Spending Up, Revenues Down
While State Operating Funds revenues are projected by DOB to decline by more than 10% from SFY 2022-23 through SFY 2026-27, projected expenditures are expected to grow by almost $22 billion, or 17.8%.On an All Funds basis, which captures the impact of waning extraordinary federal aid from the pandemic, DOB projects that receipts will decline by 5.3% during this period, while expenditures will grow by 10.3%. All Funds health disbursements are projected to grow by almost $16 billion between SFY 2022-23 and SFY 2026-27, comprising more than 70% of the projected growth for this time period.
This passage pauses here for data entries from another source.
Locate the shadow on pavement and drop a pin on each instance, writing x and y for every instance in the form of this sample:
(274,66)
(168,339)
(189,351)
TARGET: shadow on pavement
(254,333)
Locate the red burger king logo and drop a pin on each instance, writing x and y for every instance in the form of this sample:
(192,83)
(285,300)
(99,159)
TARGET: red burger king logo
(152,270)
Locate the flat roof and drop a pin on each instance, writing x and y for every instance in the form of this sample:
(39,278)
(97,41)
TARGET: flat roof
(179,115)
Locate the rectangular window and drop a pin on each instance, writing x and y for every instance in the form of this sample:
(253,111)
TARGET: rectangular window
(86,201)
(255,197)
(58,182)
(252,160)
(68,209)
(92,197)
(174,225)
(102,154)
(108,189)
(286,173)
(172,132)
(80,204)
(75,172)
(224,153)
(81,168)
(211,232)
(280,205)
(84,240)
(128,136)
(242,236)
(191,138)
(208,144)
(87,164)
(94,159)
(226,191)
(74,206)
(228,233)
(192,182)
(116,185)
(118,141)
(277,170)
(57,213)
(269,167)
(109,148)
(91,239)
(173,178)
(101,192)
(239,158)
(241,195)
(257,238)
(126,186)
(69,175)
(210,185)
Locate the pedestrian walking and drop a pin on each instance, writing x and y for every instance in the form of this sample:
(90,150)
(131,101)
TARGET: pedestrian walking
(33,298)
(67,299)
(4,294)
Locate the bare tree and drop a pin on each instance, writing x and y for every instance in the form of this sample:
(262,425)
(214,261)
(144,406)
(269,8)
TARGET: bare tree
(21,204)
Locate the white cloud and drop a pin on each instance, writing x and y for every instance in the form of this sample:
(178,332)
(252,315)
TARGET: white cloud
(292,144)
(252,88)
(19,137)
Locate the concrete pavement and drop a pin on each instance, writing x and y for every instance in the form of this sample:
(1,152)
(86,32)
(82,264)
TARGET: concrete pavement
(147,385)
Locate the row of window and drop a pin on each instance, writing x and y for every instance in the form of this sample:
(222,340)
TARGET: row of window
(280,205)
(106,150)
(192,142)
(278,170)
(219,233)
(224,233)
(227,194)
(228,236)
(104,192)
That growth is largely due to a projected rise in Department of Health Medicaid costs of nearly $10 billion (from $77.4 billion to $87.3 billion) and of $4.3 billion in the Essential Plan (from $6.3 billion to $10.6 billion).

DiNapoli’s report identifies several risks and concerns related to DOB’s forecast and projections, including the following.

Increasing Volatility in Tax Collections:

As one of its largest revenue sources, the state is highly dependent upon the Personal Income Tax (PIT). In the past ten fiscal years, collections from the PIT averaged 62% of All Funds tax revenues and nearly half of total State Operating Funds receipts. PIT receipts can fluctuate from year-to-year since they are partially based on volatile income sources such as capital gains, dividend and interest income, and bonuses paid to securities industry employees.

In 2022, DiNapoli noted that increased tax rates on high-income earners would likely make PIT collections more volatile. PIT liability is largely paid by a relatively small number of taxpayers who also have a higher share of non-wage income, like capital gains and dividend and interest income, that makes state tax collections especially vulnerable to declines in the stock market. Based on preliminary tax year 2021 data, taxpayers with incomes over $1 million were 1.5% of all filers but paid 43.5% of the total liability. Their share of those non-wage income sources was 74%.

DiNapoli’s 2022 report on taxpayer migration showed that from 2015 to 2019 a net average of 28,700 personal income taxpayers moved out of New York annually, many of whom were high-income residents. In 2020 a net of 112,400 taxpayers moved out, nearly four times as many in 2019. According to preliminary 2021 tax year data, the net number of taxpayers moving out of New York declined but was over 10,000 higher than the annual average for 2015 to 2019.

End of Pandemic Federal Aid:

The federal American Rescue Plan Act of 2021 provided $12.75 billion in State and Local Fiscal Recovery Funds to New York state. Over the two years, approximately one-quarter of funds were used for public health and safety payroll, and more than half (almost $4 billion) was for “government services.” This high-level reporting provides little specificity and explanation for use of the funds, including whether it is for recurring or non-recurring items. If these funds are supporting recurring spending, they may cause a “fiscal cliff” when funds are depleted. Future updates from DOB should be more specific about the uses of these funds.